BONA NEWS. Jakarta — Komisi Pemberantasan Korupsi (KPK) terus mendalami kasus dugaan suap proyek infrastruktur jalan di Sumatera Utara senilai Rp231,8 miliar. Pada Selasa (22/7/2025), dua sosok kunci diperiksa di Gedung Merah Putih KPK: Muhammad Armand Effendy Pohan, mantan Penjabat Sekda Sumut, dan seorang anggota Polri aktif. Di saat bersamaan, rencana pemeriksaan Kajari Mandailing Natal (Madina) dan Kasi Datun GHS ditunda.

Muhammad Armand Effendy Pohan, yang menjabat Ketua TAPD saat proyek itu disusun, diperiksa sebagai saksi. Ia diyakini mengetahui perencanaan, pengesahan, dan pergeseran anggaran dalam proyek infrastruktur jalan lintas kabupaten.
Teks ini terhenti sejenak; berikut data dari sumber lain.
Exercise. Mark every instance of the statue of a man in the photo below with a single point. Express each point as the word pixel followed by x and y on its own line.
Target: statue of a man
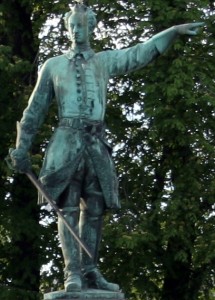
pixel 78 163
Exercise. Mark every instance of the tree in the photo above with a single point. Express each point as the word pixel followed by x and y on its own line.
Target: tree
pixel 160 245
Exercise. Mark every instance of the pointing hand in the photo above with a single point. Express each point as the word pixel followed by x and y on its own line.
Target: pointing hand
pixel 189 29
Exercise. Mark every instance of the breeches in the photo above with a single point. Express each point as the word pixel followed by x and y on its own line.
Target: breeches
pixel 84 184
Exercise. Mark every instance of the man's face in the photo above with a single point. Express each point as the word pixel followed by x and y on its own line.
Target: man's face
pixel 78 28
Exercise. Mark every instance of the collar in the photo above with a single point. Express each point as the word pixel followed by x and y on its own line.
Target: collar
pixel 86 54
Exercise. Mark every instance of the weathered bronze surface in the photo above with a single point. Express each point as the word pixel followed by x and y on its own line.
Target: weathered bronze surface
pixel 78 161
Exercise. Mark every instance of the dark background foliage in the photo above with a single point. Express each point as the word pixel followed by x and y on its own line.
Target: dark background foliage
pixel 161 244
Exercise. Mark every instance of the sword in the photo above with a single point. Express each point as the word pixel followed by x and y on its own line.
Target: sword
pixel 41 189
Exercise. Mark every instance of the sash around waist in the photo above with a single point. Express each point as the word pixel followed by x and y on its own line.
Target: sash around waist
pixel 89 126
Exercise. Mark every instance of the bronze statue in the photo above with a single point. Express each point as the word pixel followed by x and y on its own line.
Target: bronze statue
pixel 78 163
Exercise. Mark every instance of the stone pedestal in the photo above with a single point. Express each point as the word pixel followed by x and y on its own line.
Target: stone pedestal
pixel 84 294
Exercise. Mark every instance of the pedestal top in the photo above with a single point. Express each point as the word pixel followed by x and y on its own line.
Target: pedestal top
pixel 84 294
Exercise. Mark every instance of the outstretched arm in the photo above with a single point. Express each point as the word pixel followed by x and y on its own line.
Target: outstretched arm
pixel 165 38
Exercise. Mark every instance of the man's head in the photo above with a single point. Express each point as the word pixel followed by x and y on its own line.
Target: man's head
pixel 80 22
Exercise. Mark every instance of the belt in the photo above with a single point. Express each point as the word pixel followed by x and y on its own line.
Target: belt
pixel 82 124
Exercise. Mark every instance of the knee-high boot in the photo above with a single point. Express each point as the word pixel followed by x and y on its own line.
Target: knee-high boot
pixel 70 249
pixel 90 230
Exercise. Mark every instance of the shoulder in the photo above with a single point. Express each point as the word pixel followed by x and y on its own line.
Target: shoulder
pixel 53 62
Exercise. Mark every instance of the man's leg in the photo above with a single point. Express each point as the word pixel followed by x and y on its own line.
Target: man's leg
pixel 70 248
pixel 91 219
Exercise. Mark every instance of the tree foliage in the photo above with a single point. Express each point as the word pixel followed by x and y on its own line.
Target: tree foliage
pixel 161 119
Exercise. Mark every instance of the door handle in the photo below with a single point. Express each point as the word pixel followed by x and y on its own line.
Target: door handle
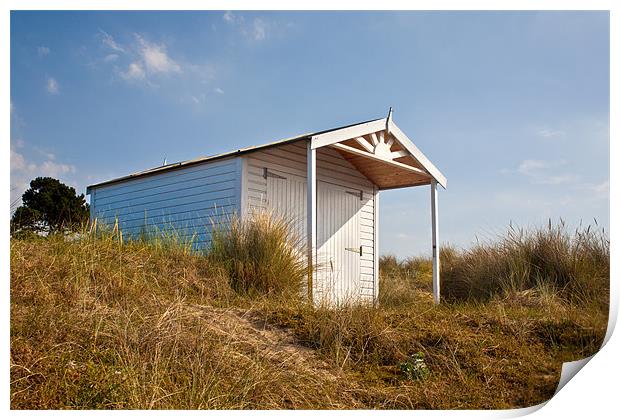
pixel 355 250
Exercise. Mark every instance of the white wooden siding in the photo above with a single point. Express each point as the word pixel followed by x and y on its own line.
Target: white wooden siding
pixel 331 168
pixel 186 201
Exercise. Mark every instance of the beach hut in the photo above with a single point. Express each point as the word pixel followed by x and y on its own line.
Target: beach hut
pixel 328 181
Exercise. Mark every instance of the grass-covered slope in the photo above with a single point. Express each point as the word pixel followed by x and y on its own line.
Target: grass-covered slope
pixel 97 323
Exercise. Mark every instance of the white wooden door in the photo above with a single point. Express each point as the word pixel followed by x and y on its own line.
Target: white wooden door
pixel 338 273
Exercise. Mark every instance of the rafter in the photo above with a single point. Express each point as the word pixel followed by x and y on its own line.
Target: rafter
pixel 394 163
pixel 400 153
pixel 364 143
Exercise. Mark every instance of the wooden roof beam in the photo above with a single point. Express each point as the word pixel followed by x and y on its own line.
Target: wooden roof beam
pixel 374 157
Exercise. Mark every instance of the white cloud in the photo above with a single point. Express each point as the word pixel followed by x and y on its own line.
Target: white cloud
pixel 52 86
pixel 545 172
pixel 109 42
pixel 110 57
pixel 43 51
pixel 549 133
pixel 256 30
pixel 155 58
pixel 229 17
pixel 600 190
pixel 134 72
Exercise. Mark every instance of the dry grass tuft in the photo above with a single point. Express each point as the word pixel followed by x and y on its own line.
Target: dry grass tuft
pixel 260 255
pixel 100 322
pixel 551 260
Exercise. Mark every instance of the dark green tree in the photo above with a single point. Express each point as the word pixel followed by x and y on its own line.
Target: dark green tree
pixel 49 206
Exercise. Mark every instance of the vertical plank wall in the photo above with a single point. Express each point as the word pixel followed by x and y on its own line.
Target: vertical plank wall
pixel 181 202
pixel 331 168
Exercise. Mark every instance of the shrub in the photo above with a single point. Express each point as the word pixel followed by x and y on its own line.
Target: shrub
pixel 260 254
pixel 414 368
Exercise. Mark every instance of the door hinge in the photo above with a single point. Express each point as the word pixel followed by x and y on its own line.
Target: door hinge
pixel 356 250
pixel 267 174
pixel 359 194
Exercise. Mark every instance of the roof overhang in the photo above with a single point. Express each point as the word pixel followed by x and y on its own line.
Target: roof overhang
pixel 377 148
pixel 383 153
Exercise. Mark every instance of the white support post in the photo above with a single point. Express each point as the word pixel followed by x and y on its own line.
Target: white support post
pixel 376 244
pixel 312 214
pixel 435 238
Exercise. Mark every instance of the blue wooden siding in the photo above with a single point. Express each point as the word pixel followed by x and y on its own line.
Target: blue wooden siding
pixel 183 202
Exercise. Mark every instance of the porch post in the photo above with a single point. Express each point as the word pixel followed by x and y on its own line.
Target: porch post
pixel 435 239
pixel 312 214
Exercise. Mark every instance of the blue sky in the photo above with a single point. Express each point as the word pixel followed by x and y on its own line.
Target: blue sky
pixel 513 107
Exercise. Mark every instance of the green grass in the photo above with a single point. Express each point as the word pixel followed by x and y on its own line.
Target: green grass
pixel 102 322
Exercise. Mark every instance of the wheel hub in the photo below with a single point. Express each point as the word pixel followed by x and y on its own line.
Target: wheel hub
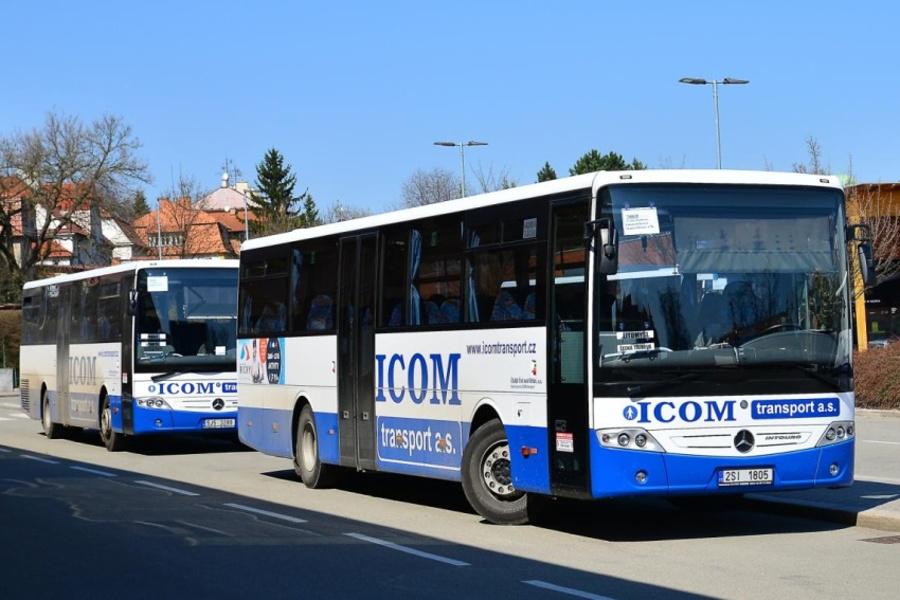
pixel 496 470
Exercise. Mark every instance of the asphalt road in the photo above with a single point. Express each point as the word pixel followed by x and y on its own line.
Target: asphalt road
pixel 192 517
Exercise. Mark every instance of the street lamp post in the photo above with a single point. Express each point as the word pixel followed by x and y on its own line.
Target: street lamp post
pixel 715 84
pixel 462 157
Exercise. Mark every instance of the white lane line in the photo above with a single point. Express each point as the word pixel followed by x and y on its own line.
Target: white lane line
pixel 46 460
pixel 419 553
pixel 94 471
pixel 267 513
pixel 167 488
pixel 565 590
pixel 873 479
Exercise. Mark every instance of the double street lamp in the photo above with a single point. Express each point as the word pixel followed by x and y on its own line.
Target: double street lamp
pixel 715 84
pixel 462 157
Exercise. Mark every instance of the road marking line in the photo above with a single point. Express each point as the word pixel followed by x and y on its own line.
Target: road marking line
pixel 203 528
pixel 565 590
pixel 419 553
pixel 267 513
pixel 95 471
pixel 167 488
pixel 872 479
pixel 46 460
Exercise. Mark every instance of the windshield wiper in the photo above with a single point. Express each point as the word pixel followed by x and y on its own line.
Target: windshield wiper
pixel 626 356
pixel 640 391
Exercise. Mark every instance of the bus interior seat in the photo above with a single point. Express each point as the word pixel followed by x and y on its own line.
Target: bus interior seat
pixel 321 314
pixel 450 310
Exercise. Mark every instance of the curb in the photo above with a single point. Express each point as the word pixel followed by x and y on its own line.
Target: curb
pixel 874 518
pixel 878 413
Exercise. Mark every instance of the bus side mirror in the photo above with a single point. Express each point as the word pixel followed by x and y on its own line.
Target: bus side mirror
pixel 602 235
pixel 862 234
pixel 132 303
pixel 867 264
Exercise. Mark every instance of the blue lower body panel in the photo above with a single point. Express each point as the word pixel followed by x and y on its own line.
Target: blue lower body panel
pixel 271 432
pixel 613 471
pixel 155 420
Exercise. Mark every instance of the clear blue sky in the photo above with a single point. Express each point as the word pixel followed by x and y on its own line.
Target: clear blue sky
pixel 355 93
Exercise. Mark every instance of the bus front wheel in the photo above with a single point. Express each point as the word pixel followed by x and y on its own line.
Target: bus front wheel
pixel 52 430
pixel 487 479
pixel 113 440
pixel 309 467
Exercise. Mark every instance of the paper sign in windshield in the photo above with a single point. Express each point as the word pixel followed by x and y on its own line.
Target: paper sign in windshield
pixel 157 283
pixel 630 348
pixel 640 221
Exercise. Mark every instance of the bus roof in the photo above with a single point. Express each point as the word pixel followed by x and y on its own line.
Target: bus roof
pixel 588 181
pixel 134 266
“Pemeriksaan terhadap Muhammad Armand Effendy Pohan untuk mendalami peran TAPD dan aliran dana dalam proyek pembangunan jalan,” ujar Budi Prasetyo, Juru Bicara KPK, Selasa (22/7/2025).

KPK juga memeriksa seorang anggota Polri aktif. Namun berbeda dengan perlakuan terhadap pejabat sipil, nama polisi tersebut tidak diungkapkan ke publik.

“Benar, ada anggota Polri yang diperiksa hari ini, namun bukan Kapolres. Pemeriksaan dilakukan sebagai saksi,” ujar Budi.

Hingga berita ini ditulis, KPK belum menjelaskan secara transparan mengapa identitas anggota Polri tersebut dirahasiakan, sementara pejabat sipil lain seperti Effendy Pohan diumumkan secara terbuka padahal sama-sama berstatus saksi. Hal ini menimbulkan pertanyaan publik tentang konsistensi keterbukaan KPK.

“Jika nama Sekda dibuka karena diperiksa sebagai saksi, seharusnya anggota Polri juga tidak diperlakukan berbeda. Penegakan hukum harus berlaku setara, agar tidak timbul praduga yang tidak baik di masyarakat”, ujar seorang pengamat kebijakan publik di Medan, Selasa (22/7/2025).

Pemeriksaan Kajari Madina Ditunda

KPK sebelumnya menjadwalkan pemeriksaan terhadap Kajari Madina Muhammad Iqbal dan Kasi Datun GHS, namun hingga Selasa malam keduanya belum hadir. Penundaan ini terjadi setelah adanya koordinasi antara KPK dan Kejaksaan Agung.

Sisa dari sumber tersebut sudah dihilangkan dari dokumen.